My casual idea to take a few pole dancing classes out of curiosity, a lifetime love of dance and a need for more variety in my fitness routine during the winter morphed into an assignment when I made the mistake of mentioning it to my editor.

The first 20 minutes of the class, taught by Jessica Chavez, are a series of dance-inspired warm-up stretches and moves. We pretty quickly move into learning some very basic things—how to "strut" around the pole and the proper way to hold the arm high up on the bar with the shoulder down, so as not to look "scrunched."

Chavez, an energetic woman who grows about a foot taller when she puts on a pair of dangerously high heels to teach the rest of the class, also shows us how to pirouette around the pole. She does it a lot more gracefully than I manage to, but as the time wears on, the more relaxed and fun the laughter and chatter is among the students.

While I do feel a hint of awkwardness throughout the class, it fades as the positive vibes of the instruction make it feel more fun and less of a competition, which is what almost everything turns into for me.

Most of us are dressed in yoga pants, though one of the students already has a pair of heels to dance in. As I look around, I realize something else I didn't take note of when I first walked in—the students range from women in their 50s and 60s down to their early 20s. It's a variety of different people, not just the typical dancer people might think of at a strip club.

Such diversity isn't what Prisma Avery, 27, the owner and founder of RISE Barre, necessarily thought would manifest. But she's thrilled it turned out that way.

She started her business in 2018 in the sunroom attached to her house, spurred by a love of both barre workouts and pole dancing. RISE quickly grew until she moved into the space it occupies now on Franklin Ave. Since then, it has expanded to "a lot" of students, seven instructors and nine front desk employees.

Avery sees pole dancing in particular as something that can be healing for women who have experienced trauma or felt trapped by society's patriarchal standards. (Raises hand!)

"There's a lot of trauma that we experience in life as women," Avery tells me sitting cross-legged on the wooden floors of her studio. "There's this box of what our sexuality is supposed to look like or just what we're supposed to look like as humans. Moving in this way, we're able to free ourselves and connect to ourselves even deeper."

Before taking pole dancing classes, I would have found the idea of it being healing or even spiritual in some way ridiculous since I equated it with being a stripper. But there is something truly empowering about taking something that comes with stigma, judgment and even a measure of danger (with most of the danger coming from predatory men) and instead making it something fun and using it as a way to connect with other women.

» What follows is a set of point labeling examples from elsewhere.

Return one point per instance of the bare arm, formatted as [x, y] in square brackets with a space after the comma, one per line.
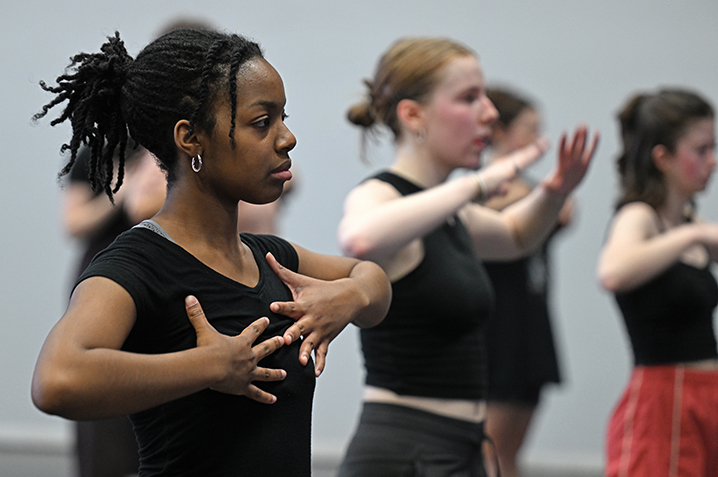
[81, 372]
[378, 222]
[329, 293]
[636, 252]
[525, 224]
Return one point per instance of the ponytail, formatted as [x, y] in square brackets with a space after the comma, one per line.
[93, 91]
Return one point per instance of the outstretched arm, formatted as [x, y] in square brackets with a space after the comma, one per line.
[328, 294]
[81, 372]
[378, 222]
[524, 225]
[637, 252]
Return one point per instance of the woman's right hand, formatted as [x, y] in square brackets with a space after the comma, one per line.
[238, 354]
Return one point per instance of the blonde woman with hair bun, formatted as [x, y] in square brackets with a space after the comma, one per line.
[425, 392]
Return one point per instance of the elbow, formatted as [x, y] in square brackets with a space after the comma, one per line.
[355, 245]
[378, 302]
[51, 393]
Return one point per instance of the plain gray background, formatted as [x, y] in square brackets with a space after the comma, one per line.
[580, 59]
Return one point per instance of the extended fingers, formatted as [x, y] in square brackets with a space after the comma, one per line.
[305, 351]
[267, 347]
[195, 313]
[594, 144]
[321, 358]
[256, 394]
[255, 329]
[268, 374]
[290, 309]
[293, 333]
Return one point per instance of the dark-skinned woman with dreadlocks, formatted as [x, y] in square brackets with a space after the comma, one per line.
[225, 387]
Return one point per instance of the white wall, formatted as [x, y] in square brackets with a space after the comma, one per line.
[581, 59]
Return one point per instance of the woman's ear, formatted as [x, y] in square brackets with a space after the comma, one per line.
[411, 115]
[187, 143]
[661, 157]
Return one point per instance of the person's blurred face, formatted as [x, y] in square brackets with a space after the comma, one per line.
[459, 115]
[523, 130]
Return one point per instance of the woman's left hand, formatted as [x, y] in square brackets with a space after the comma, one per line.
[574, 157]
[321, 309]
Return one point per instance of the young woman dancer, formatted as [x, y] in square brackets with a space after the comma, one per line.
[224, 388]
[519, 339]
[425, 394]
[657, 263]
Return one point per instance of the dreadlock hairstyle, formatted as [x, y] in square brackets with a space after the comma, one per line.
[111, 97]
[646, 121]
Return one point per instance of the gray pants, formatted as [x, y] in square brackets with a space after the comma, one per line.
[397, 441]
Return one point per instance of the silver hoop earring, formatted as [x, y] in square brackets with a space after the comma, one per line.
[197, 163]
[421, 136]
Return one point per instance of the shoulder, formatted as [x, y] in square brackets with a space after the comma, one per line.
[282, 250]
[636, 217]
[371, 192]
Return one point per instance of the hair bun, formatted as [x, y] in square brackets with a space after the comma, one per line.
[362, 114]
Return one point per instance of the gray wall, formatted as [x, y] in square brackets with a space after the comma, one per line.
[581, 59]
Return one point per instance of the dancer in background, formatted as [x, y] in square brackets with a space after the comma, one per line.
[425, 394]
[108, 448]
[519, 340]
[657, 263]
[228, 392]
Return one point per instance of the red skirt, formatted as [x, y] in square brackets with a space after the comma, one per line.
[665, 425]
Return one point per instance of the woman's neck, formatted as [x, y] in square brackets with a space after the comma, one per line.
[673, 210]
[193, 220]
[419, 167]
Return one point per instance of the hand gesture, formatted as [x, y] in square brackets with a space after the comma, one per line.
[320, 309]
[573, 161]
[236, 355]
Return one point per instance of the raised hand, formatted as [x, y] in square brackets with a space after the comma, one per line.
[236, 355]
[320, 308]
[574, 157]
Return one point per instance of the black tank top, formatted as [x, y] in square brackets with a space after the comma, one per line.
[431, 342]
[670, 318]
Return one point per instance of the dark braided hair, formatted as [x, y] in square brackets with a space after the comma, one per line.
[112, 97]
[647, 120]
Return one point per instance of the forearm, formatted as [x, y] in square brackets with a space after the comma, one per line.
[533, 218]
[102, 383]
[390, 226]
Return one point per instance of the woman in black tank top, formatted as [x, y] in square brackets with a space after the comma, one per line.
[656, 261]
[203, 389]
[425, 394]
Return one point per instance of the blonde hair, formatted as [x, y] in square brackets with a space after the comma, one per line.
[410, 69]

Avery, who was born and raised in Santa Fe, had the same experience in 2016 after moving to Las Vegas, Nevada, learning how to pole dance and working as a stripper.

"I felt like being a woman was really dangerous," she says. "I felt like being in touch with my feminine-ness overall was scary. So I started taking pole classes and stripping just as a way to be connected to my sensuality, but call the shots."

Although the poles take up a lot of space at RISE, Avery also offers barre, which is a ballet-inspired workout. Some of the other skills taught go along with pole dancing: Floorplay, which are dance moves best done with knee pads, and twerk classes, which I did not get the chance to try but wanted to as an addition to a pole routine.

Overall, I had a great experience in the pole dancing classes and would love to take more. My one sticking point—the price is steep.

For an unlimited recurring monthly membership of barre, yoga and introduction to pole classes, the cost is $110. A monthly membership that includes all of the classes including the upper level pole classes, it's $170. For just 10 upper level pole classes, it's $180. The monthly membership is clearly incentivized but for many in Santa Fe, it might be too much to spend every month but—Valentine's Day might be a good time to splurge.

Avery hopes to change that in the near future by moving into a bigger space that allows room for more students in each class and potentially a drop in price.

"I've also been playing with the idea of dropping that number significantly so then we can have more people in the studio," Avery says. "If the community wants us, we'll just keep going."